I often forget aspects of books I’ve read (which comes in handy when I’m rereading mysteries), but not with this one. Although it had been quite a few years, having read it before left me free to notice and appreciate other aspects of the book.

For one thing, the way Morrison releases information is a master class in itself. In some instances, information only comes out later because the character doesn’t remember it or has worked hard to suppress it. Memory is a prominent theme in the book, its influence and—even when stifled—its inexorable return. In other places, information is hidden because the characters don’t know it yet or is mentioned but we don’t understand its meaning until later.
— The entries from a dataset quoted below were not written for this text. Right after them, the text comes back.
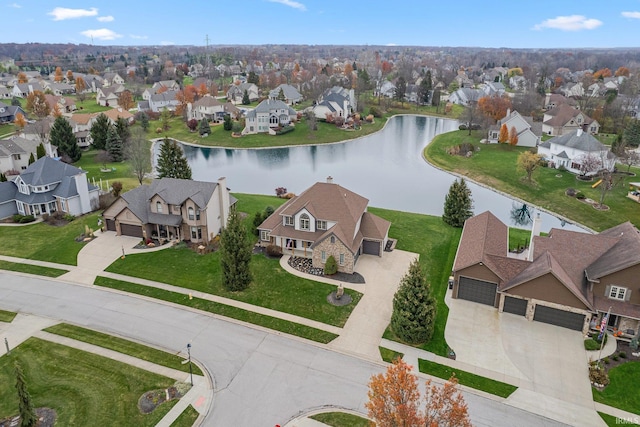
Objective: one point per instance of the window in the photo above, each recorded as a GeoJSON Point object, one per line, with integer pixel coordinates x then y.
{"type": "Point", "coordinates": [304, 222]}
{"type": "Point", "coordinates": [617, 292]}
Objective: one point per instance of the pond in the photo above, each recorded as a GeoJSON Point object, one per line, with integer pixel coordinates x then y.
{"type": "Point", "coordinates": [386, 167]}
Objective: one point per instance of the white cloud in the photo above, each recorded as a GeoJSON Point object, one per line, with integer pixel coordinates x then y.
{"type": "Point", "coordinates": [290, 3]}
{"type": "Point", "coordinates": [62, 13]}
{"type": "Point", "coordinates": [635, 15]}
{"type": "Point", "coordinates": [101, 34]}
{"type": "Point", "coordinates": [569, 23]}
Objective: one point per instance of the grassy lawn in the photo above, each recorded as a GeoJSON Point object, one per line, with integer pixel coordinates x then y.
{"type": "Point", "coordinates": [31, 269]}
{"type": "Point", "coordinates": [83, 388]}
{"type": "Point", "coordinates": [221, 309]}
{"type": "Point", "coordinates": [623, 392]}
{"type": "Point", "coordinates": [341, 419]}
{"type": "Point", "coordinates": [466, 378]}
{"type": "Point", "coordinates": [436, 243]}
{"type": "Point", "coordinates": [7, 316]}
{"type": "Point", "coordinates": [44, 242]}
{"type": "Point", "coordinates": [124, 346]}
{"type": "Point", "coordinates": [495, 165]}
{"type": "Point", "coordinates": [187, 418]}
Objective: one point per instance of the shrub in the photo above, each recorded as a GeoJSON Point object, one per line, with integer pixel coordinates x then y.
{"type": "Point", "coordinates": [330, 267]}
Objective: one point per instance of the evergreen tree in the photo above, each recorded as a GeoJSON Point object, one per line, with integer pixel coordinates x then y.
{"type": "Point", "coordinates": [172, 163]}
{"type": "Point", "coordinates": [27, 412]}
{"type": "Point", "coordinates": [40, 151]}
{"type": "Point", "coordinates": [61, 135]}
{"type": "Point", "coordinates": [114, 147]}
{"type": "Point", "coordinates": [458, 204]}
{"type": "Point", "coordinates": [99, 131]}
{"type": "Point", "coordinates": [414, 307]}
{"type": "Point", "coordinates": [235, 254]}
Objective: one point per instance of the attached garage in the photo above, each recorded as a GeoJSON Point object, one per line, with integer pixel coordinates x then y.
{"type": "Point", "coordinates": [557, 317]}
{"type": "Point", "coordinates": [515, 306]}
{"type": "Point", "coordinates": [131, 230]}
{"type": "Point", "coordinates": [477, 290]}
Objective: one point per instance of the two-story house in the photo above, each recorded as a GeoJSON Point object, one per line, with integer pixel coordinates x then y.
{"type": "Point", "coordinates": [171, 208]}
{"type": "Point", "coordinates": [47, 186]}
{"type": "Point", "coordinates": [326, 220]}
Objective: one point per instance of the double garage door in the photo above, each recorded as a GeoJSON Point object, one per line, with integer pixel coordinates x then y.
{"type": "Point", "coordinates": [477, 291]}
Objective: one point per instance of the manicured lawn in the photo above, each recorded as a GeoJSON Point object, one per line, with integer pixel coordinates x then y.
{"type": "Point", "coordinates": [83, 388]}
{"type": "Point", "coordinates": [124, 346]}
{"type": "Point", "coordinates": [221, 309]}
{"type": "Point", "coordinates": [187, 418]}
{"type": "Point", "coordinates": [466, 378]}
{"type": "Point", "coordinates": [341, 419]}
{"type": "Point", "coordinates": [436, 242]}
{"type": "Point", "coordinates": [44, 242]}
{"type": "Point", "coordinates": [7, 316]}
{"type": "Point", "coordinates": [31, 269]}
{"type": "Point", "coordinates": [623, 392]}
{"type": "Point", "coordinates": [495, 165]}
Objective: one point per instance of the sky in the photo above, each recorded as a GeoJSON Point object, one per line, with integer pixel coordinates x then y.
{"type": "Point", "coordinates": [514, 24]}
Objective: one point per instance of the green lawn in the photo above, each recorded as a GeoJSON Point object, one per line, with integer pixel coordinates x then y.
{"type": "Point", "coordinates": [466, 378]}
{"type": "Point", "coordinates": [341, 419]}
{"type": "Point", "coordinates": [7, 316]}
{"type": "Point", "coordinates": [83, 388]}
{"type": "Point", "coordinates": [44, 242]}
{"type": "Point", "coordinates": [436, 242]}
{"type": "Point", "coordinates": [31, 269]}
{"type": "Point", "coordinates": [221, 309]}
{"type": "Point", "coordinates": [124, 346]}
{"type": "Point", "coordinates": [623, 391]}
{"type": "Point", "coordinates": [495, 165]}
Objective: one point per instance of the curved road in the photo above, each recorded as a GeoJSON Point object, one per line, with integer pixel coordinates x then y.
{"type": "Point", "coordinates": [261, 378]}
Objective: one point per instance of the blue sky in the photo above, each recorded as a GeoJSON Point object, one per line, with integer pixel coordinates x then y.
{"type": "Point", "coordinates": [515, 24]}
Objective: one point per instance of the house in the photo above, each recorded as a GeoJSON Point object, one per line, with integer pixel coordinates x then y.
{"type": "Point", "coordinates": [170, 208]}
{"type": "Point", "coordinates": [235, 93]}
{"type": "Point", "coordinates": [267, 116]}
{"type": "Point", "coordinates": [565, 119]}
{"type": "Point", "coordinates": [47, 186]}
{"type": "Point", "coordinates": [290, 93]}
{"type": "Point", "coordinates": [574, 150]}
{"type": "Point", "coordinates": [555, 284]}
{"type": "Point", "coordinates": [528, 131]}
{"type": "Point", "coordinates": [326, 220]}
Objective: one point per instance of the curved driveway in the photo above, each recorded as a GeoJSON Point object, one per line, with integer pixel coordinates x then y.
{"type": "Point", "coordinates": [261, 378]}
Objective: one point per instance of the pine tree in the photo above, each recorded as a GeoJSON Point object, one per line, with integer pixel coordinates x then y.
{"type": "Point", "coordinates": [27, 412]}
{"type": "Point", "coordinates": [61, 135]}
{"type": "Point", "coordinates": [40, 151]}
{"type": "Point", "coordinates": [114, 146]}
{"type": "Point", "coordinates": [235, 254]}
{"type": "Point", "coordinates": [99, 131]}
{"type": "Point", "coordinates": [458, 204]}
{"type": "Point", "coordinates": [414, 307]}
{"type": "Point", "coordinates": [172, 163]}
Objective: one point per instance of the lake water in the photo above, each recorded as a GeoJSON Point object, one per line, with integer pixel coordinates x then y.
{"type": "Point", "coordinates": [386, 167]}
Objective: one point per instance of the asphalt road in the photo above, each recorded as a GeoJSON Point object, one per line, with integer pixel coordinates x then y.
{"type": "Point", "coordinates": [260, 378]}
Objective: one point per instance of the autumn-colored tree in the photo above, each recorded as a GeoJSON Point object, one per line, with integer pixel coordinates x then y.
{"type": "Point", "coordinates": [494, 107]}
{"type": "Point", "coordinates": [20, 121]}
{"type": "Point", "coordinates": [513, 136]}
{"type": "Point", "coordinates": [445, 406]}
{"type": "Point", "coordinates": [57, 77]}
{"type": "Point", "coordinates": [125, 100]}
{"type": "Point", "coordinates": [394, 397]}
{"type": "Point", "coordinates": [504, 134]}
{"type": "Point", "coordinates": [37, 104]}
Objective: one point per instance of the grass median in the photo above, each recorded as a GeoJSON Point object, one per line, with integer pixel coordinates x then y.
{"type": "Point", "coordinates": [221, 309]}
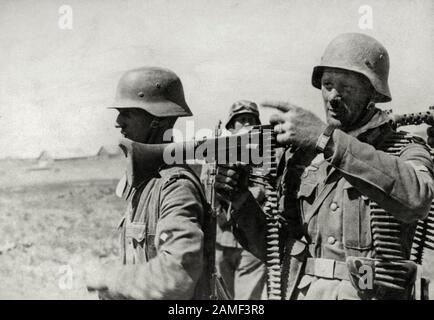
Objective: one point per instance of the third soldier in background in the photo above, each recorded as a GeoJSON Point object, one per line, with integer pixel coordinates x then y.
{"type": "Point", "coordinates": [243, 273]}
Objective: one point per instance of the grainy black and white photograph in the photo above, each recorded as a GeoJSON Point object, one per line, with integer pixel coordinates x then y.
{"type": "Point", "coordinates": [217, 150]}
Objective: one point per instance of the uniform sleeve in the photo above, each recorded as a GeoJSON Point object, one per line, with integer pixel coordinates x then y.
{"type": "Point", "coordinates": [174, 272]}
{"type": "Point", "coordinates": [401, 185]}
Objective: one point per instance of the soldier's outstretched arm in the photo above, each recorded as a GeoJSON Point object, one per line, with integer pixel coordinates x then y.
{"type": "Point", "coordinates": [401, 185]}
{"type": "Point", "coordinates": [174, 272]}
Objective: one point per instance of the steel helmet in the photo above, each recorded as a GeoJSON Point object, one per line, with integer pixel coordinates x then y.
{"type": "Point", "coordinates": [156, 90]}
{"type": "Point", "coordinates": [240, 107]}
{"type": "Point", "coordinates": [359, 53]}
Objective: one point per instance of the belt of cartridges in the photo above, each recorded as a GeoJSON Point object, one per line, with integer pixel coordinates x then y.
{"type": "Point", "coordinates": [387, 231]}
{"type": "Point", "coordinates": [271, 210]}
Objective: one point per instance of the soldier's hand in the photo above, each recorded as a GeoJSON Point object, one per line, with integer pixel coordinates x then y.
{"type": "Point", "coordinates": [295, 126]}
{"type": "Point", "coordinates": [231, 181]}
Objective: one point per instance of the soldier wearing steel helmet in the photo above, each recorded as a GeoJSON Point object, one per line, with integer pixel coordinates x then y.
{"type": "Point", "coordinates": [162, 242]}
{"type": "Point", "coordinates": [243, 273]}
{"type": "Point", "coordinates": [330, 177]}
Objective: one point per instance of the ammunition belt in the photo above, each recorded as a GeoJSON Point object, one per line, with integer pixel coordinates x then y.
{"type": "Point", "coordinates": [271, 210]}
{"type": "Point", "coordinates": [387, 231]}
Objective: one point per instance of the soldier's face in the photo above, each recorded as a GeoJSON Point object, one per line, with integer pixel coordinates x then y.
{"type": "Point", "coordinates": [346, 95]}
{"type": "Point", "coordinates": [241, 121]}
{"type": "Point", "coordinates": [135, 124]}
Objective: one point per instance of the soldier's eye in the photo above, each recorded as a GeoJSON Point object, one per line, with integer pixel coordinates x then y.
{"type": "Point", "coordinates": [327, 85]}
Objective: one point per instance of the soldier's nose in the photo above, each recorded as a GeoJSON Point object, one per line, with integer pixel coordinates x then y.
{"type": "Point", "coordinates": [333, 95]}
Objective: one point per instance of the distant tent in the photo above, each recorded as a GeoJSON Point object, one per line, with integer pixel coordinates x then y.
{"type": "Point", "coordinates": [70, 154]}
{"type": "Point", "coordinates": [105, 152]}
{"type": "Point", "coordinates": [44, 156]}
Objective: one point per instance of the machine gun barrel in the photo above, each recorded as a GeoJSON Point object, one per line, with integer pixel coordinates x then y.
{"type": "Point", "coordinates": [252, 147]}
{"type": "Point", "coordinates": [416, 118]}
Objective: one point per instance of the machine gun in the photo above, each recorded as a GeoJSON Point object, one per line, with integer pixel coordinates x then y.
{"type": "Point", "coordinates": [255, 146]}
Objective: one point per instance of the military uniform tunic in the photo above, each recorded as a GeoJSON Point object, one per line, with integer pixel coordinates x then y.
{"type": "Point", "coordinates": [162, 239]}
{"type": "Point", "coordinates": [325, 200]}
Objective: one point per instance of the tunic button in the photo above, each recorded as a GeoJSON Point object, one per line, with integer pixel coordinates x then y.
{"type": "Point", "coordinates": [334, 206]}
{"type": "Point", "coordinates": [331, 240]}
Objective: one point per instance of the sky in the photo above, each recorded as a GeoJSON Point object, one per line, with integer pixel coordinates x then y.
{"type": "Point", "coordinates": [56, 84]}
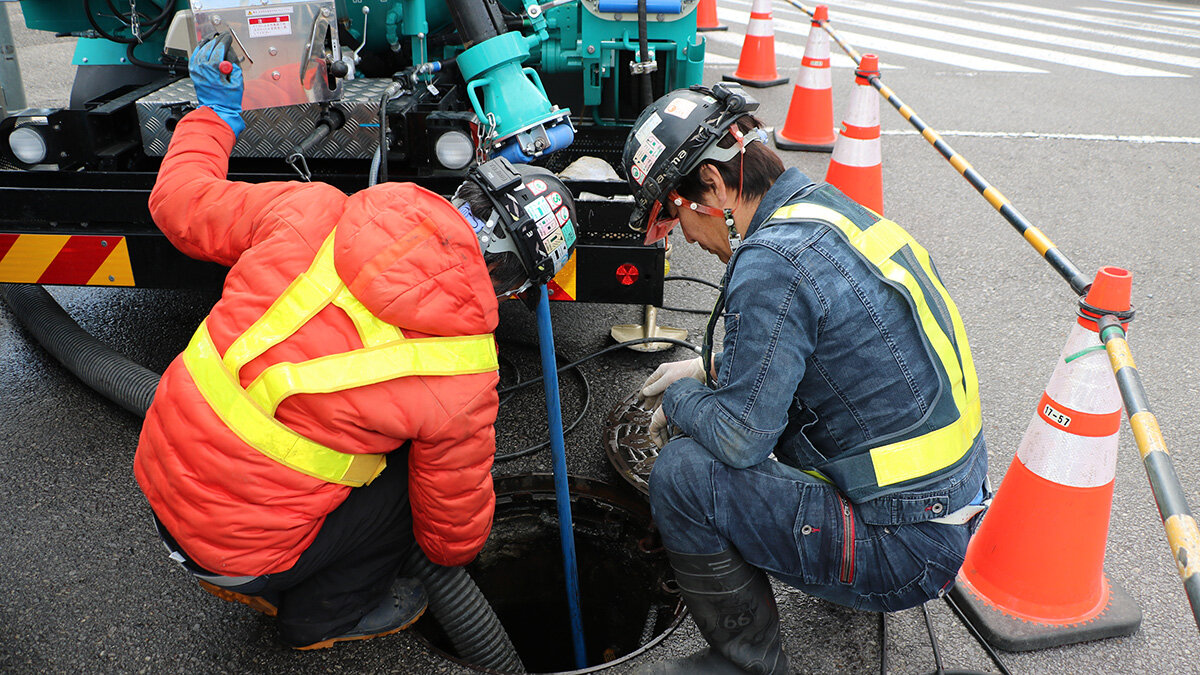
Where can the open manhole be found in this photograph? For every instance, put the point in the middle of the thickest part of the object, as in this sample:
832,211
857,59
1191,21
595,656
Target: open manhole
627,589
I was also interested in how the author handles the flow of time, having just read the fluid narrative of Celestial Bodies. Time here too is fungible, with the past intruding on the present, and not just in carefully transitioned flashbacks, but rather with the immediacy of thought., flitting through layers of memory. Unlike Alharthi’s novel, though, it does not flash forward into the future; that remains as mysterious as it is for all of us.

The first time I read Beloved I was too shocked at the vivid depiction of conditions under slavery and its legacy to pay much attention to much else. Not that I was naive about what humans were capable of. I’d followed the Eichmann trial, although I was barely into double digits then, and around the same time stumbled into a book called 100 Years of Lynchings that consisted of reprints of contemporaneous newspaper accounts—a chilling introduction to the horrors of Reconstruction and the Jim Crow era that followed.

But what struck me this time was the lasting effects of slavery, both physical and emotional, the way it shaped African Americans, slaves and free, even their children. The way it shaped white people too. I thought a lot about what that kind of dissociation—the lies you have to tell yourself to be able to own slaves—does to the psyche, how you must have to shut down part of yourself, do away with emotional granularity, and lock yourself in a childishly simple world. I thought about people today who seem like hypocrites to me and wondered if they too live in that simple world and don’t even recognise their hypocrisy.

I thought too, as I often have recently, about the wealth of white people, accrued from the stolen labor of blacks, Mexicans and Chinese workers. And I thought about children being taken away from their families at the border and locked in cages and how that’s even worse than taking them away and selling them to another slave owner because then at least you have the hope however faint of possibly seeing them again.

We are all haunted by the past. Not just our own, but also that of our parents and grandparents. And not just by what really happened, but also by the illusions peddled by profiteers and our own rose-colored recollections.

Have you read this extraordinary book? What impressed you most about it?